# Losi - why no 1/12th scale car??



## rctazmanmc (Oct 8, 2001)

Anyone know why they have never throw their hat into the 1/12th scale realm?

Seems that they would since most everything else has done very well and won championships.

I have been running since the early 90's and have never seen one.

Buzz in with what you think or know...

mc


----------



## HyperformRacing (Apr 28, 2005)

Gil Losi Jr invented the t-bar concept.
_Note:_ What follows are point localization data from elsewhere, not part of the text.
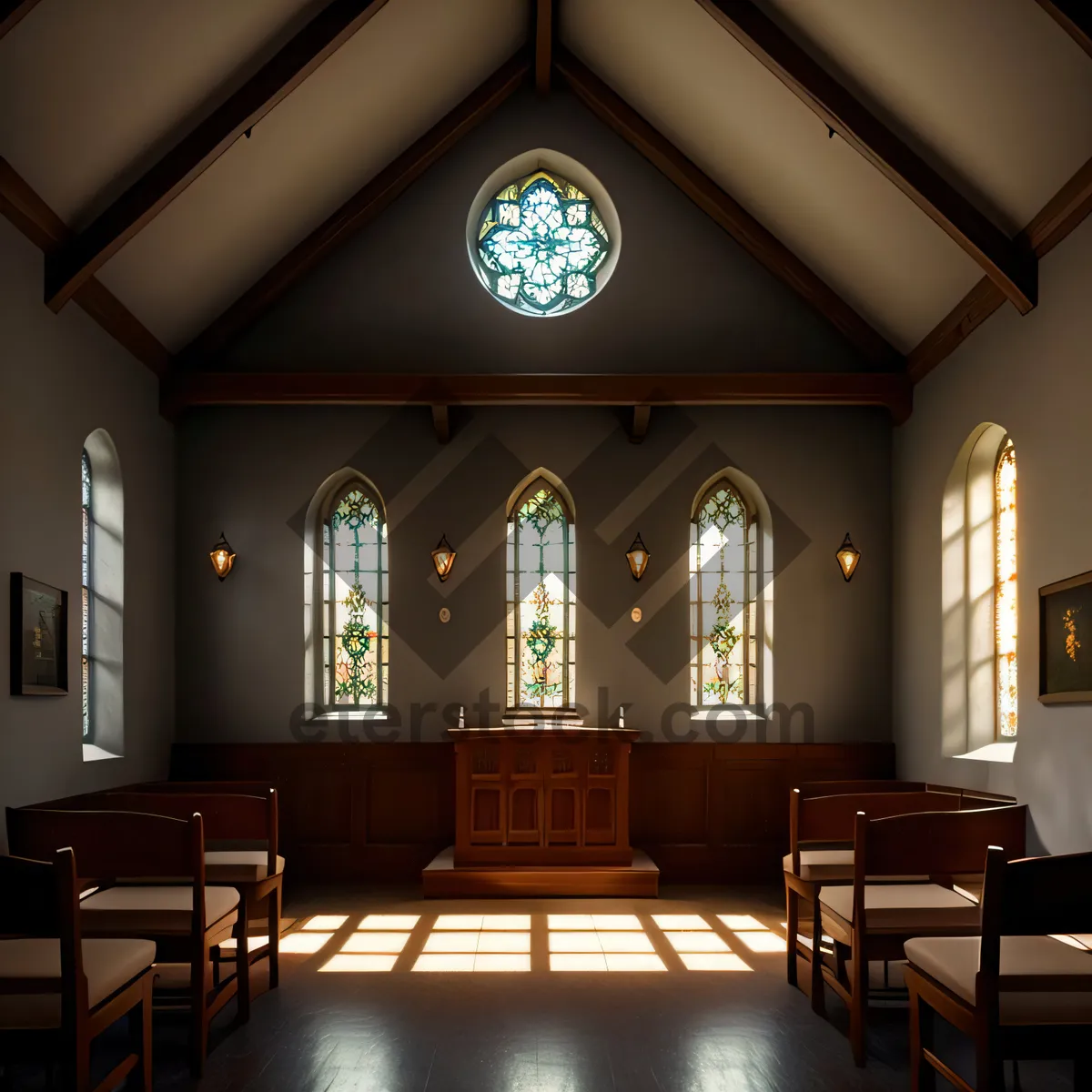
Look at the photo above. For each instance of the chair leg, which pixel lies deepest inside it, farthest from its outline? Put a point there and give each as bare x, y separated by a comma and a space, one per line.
243, 962
818, 992
199, 1015
792, 927
858, 1006
923, 1077
273, 902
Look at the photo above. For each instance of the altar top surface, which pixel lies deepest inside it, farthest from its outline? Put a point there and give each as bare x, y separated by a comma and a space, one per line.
549, 731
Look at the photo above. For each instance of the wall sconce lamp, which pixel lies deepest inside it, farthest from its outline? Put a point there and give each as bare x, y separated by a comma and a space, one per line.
638, 557
443, 558
222, 557
847, 558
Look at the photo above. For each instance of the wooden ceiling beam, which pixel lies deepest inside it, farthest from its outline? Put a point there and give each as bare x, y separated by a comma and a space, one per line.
147, 197
358, 211
23, 207
544, 30
189, 389
724, 210
12, 12
1057, 219
1075, 17
1007, 262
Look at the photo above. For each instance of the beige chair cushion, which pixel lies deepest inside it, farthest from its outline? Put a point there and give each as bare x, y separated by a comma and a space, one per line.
238, 866
823, 866
954, 962
108, 966
156, 910
905, 906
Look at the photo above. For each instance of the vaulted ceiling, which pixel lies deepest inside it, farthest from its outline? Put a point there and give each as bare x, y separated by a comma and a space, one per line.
898, 164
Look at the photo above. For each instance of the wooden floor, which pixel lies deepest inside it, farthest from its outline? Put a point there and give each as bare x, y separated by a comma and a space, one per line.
675, 1030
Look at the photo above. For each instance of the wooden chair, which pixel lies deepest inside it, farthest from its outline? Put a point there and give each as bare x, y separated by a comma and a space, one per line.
185, 921
59, 992
1018, 992
258, 875
820, 838
873, 921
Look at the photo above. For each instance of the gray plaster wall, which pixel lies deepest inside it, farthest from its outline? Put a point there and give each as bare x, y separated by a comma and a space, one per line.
1032, 376
252, 473
60, 378
399, 296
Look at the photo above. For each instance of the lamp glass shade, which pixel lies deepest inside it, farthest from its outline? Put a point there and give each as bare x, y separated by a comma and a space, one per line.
847, 558
638, 557
222, 557
443, 558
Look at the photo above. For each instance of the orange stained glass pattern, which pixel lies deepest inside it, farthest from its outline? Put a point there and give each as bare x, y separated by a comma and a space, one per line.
1005, 592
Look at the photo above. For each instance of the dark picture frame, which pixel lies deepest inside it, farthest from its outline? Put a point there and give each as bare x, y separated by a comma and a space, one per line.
1065, 642
38, 638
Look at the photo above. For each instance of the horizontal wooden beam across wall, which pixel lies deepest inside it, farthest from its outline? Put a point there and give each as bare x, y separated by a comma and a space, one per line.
23, 207
724, 210
199, 150
1007, 262
1057, 218
360, 208
186, 390
1075, 17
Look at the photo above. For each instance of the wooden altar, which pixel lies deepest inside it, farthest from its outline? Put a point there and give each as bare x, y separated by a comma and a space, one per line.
541, 811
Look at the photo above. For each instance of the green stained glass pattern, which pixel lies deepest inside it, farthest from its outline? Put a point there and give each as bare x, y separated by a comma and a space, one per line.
723, 666
541, 243
86, 590
356, 609
541, 602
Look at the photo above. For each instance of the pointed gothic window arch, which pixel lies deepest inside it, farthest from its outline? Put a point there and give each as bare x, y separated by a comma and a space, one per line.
541, 604
348, 609
731, 594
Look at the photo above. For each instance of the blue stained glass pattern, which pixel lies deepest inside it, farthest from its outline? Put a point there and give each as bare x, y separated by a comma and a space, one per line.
356, 625
541, 241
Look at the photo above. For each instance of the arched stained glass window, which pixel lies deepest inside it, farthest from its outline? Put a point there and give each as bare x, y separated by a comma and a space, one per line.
86, 591
541, 600
1005, 590
541, 243
723, 592
356, 628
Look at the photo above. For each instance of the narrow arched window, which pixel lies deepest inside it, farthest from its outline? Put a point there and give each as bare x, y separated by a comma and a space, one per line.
86, 591
1005, 589
723, 598
541, 642
356, 628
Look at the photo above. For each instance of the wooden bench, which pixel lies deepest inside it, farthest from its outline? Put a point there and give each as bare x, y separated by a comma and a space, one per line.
873, 920
1019, 992
58, 992
185, 920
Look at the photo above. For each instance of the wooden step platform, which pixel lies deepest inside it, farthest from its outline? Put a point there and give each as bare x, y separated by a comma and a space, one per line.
440, 879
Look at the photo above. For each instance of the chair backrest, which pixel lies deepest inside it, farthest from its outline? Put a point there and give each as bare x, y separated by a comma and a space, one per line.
225, 816
936, 844
39, 900
1031, 898
874, 785
112, 844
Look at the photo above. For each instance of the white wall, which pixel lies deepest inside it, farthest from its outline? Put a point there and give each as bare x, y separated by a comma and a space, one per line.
1032, 376
60, 378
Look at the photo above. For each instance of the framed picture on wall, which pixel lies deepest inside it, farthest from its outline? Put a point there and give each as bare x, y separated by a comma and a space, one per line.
38, 638
1065, 642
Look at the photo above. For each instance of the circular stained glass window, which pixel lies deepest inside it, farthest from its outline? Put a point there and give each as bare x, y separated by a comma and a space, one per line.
541, 243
Just a little piece of history for you guys...

Hyperform Racing
www.Hyperform-Racing.com


----------



## BullFrog (Sep 24, 2002)

Have you heard of the 12L ( what do you think the L is for).Another piece of history.


----------



## rctazmanmc (Oct 8, 2001)

Well I e-mail Todd Hodges - one of the big wigs at losi and he responded back that they do not have the time due to too many other projects.

A decent size market they are missing out on, but they get the big bucks and cushy jobs and know everything about anything.

Guess I am out of luck.

mc


----------



## Fantom (Feb 17, 2005)

They probably are doing so good right now that they don't want to bother with another car. Owell, There loss.


----------



## Rich Chang (Sep 25, 2001)

It does come down to money.

For a lot of the R/C companies, the backyard basher is where they make the most money. These are the monster truck and off-road backyard bashers. So, they are going to focus their money in developing those product lines.
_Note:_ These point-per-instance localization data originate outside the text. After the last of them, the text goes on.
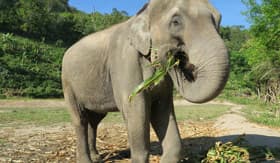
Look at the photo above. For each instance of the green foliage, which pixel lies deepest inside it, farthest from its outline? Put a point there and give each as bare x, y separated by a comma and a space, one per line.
262, 49
228, 152
157, 77
32, 68
29, 68
53, 20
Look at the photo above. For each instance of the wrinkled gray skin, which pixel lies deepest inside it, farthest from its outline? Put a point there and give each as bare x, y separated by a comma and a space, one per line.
100, 71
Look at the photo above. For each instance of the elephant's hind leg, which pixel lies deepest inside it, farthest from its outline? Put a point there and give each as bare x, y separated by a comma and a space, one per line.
164, 123
80, 122
94, 119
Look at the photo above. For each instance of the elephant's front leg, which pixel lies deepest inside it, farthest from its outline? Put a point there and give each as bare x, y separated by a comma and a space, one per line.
164, 123
137, 118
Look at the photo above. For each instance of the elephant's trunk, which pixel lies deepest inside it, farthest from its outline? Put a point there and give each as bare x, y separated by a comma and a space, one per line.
204, 73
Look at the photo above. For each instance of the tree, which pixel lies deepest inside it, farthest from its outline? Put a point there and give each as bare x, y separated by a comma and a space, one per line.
262, 50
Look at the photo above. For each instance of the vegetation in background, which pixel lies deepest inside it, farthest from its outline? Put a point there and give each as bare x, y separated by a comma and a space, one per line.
30, 66
262, 49
33, 37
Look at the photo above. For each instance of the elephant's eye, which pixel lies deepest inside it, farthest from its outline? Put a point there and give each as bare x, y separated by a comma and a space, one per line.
176, 21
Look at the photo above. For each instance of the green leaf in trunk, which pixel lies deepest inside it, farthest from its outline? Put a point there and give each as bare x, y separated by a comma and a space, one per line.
157, 77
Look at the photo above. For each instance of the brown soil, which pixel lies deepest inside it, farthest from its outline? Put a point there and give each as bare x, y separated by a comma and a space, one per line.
57, 143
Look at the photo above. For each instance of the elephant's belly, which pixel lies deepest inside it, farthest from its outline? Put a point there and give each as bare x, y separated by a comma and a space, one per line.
96, 96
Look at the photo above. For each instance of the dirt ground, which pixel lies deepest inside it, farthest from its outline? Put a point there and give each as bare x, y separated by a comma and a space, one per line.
57, 143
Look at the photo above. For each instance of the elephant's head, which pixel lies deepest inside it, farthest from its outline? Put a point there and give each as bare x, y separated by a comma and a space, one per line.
187, 29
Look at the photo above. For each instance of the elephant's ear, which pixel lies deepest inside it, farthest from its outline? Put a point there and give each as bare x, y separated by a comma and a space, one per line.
139, 34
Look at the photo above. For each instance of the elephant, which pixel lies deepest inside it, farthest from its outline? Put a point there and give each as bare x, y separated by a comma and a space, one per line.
101, 70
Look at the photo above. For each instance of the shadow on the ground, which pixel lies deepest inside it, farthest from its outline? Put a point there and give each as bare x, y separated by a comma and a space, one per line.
195, 149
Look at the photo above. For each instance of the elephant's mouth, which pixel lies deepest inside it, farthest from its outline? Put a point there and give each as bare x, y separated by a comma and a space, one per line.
185, 70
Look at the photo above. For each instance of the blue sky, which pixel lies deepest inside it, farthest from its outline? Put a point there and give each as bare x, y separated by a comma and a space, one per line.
230, 9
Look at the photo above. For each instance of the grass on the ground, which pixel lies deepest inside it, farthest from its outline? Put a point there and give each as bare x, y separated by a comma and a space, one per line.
50, 116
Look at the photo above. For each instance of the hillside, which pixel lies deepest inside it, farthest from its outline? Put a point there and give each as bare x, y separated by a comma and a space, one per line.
29, 68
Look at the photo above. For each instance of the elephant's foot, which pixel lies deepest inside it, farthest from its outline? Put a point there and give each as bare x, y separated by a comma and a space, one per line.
95, 158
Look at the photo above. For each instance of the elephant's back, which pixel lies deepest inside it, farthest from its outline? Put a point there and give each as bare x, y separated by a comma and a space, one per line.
85, 69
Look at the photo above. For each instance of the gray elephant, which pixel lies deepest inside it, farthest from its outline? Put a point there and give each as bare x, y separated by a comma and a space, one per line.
101, 70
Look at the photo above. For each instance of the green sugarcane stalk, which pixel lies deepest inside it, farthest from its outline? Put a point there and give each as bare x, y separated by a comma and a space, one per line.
157, 77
1/12th is pretty much not very big in the US compared to off-road in general and on-road TC. 1/12th appears to be more popular in the midwest and east coast, and primarily during the wintertime.
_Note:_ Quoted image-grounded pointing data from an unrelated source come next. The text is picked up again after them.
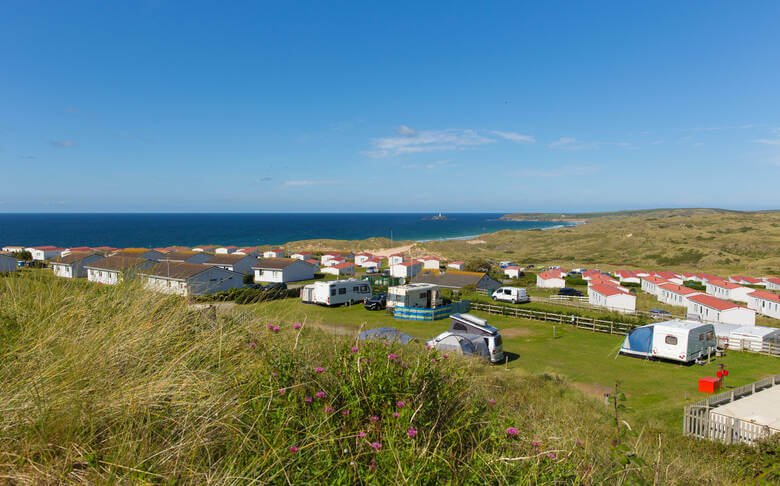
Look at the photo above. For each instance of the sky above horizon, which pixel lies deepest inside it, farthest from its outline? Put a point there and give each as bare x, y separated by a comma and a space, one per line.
399, 106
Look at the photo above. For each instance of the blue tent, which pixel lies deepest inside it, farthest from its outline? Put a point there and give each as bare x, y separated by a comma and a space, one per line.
639, 341
387, 334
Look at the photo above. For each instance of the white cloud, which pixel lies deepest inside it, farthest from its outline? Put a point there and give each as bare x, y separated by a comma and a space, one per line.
316, 182
514, 137
569, 143
567, 170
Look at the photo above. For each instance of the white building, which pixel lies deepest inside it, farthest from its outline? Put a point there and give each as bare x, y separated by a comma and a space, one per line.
283, 270
550, 279
712, 309
405, 269
513, 272
235, 263
345, 268
112, 270
457, 265
611, 297
41, 253
765, 303
8, 263
652, 285
189, 278
727, 290
674, 294
73, 265
395, 259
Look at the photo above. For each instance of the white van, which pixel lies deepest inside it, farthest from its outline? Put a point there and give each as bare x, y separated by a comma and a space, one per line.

And, in regards to 1/12th, they are all pretty much versions of the 12L. Most 1/12th cars use the AE front end, and rear pod. The differences are pretty much the main chassis.

The biggest differences are the spring based cars (such as the Rev.3) and the CEFX 1/12th car.

And, on top of that, 1/12th cars don't particularly break very much.

I love 1/12th and it seems to be making a resurgence in recent years, but I can understand why Losi sees no need to make their own car.

-Rich


----------



## patcollins (Sep 29, 2001)

It's really not a very big market, thats why a pan car that is incredibally simple costs as much as or more than an offroad car or sedan that has many many more moving parts. Think about it, nobody buys a pan car to play around in the backyard or drive way and there are 10x more cars sold to people who never race once....


----------



## rctazmanmc (Oct 8, 2001)

Interesting.

Thanks for everyones input.

Just a thought and idea. 

I may just design my own like Josh Cyrul. Something to do in the little free time I have. LOL..... 11-12 hour days and a day racing leaves me with Sunday to do too much.

Gonna have to stick with the faithful 12L4.

mc


----------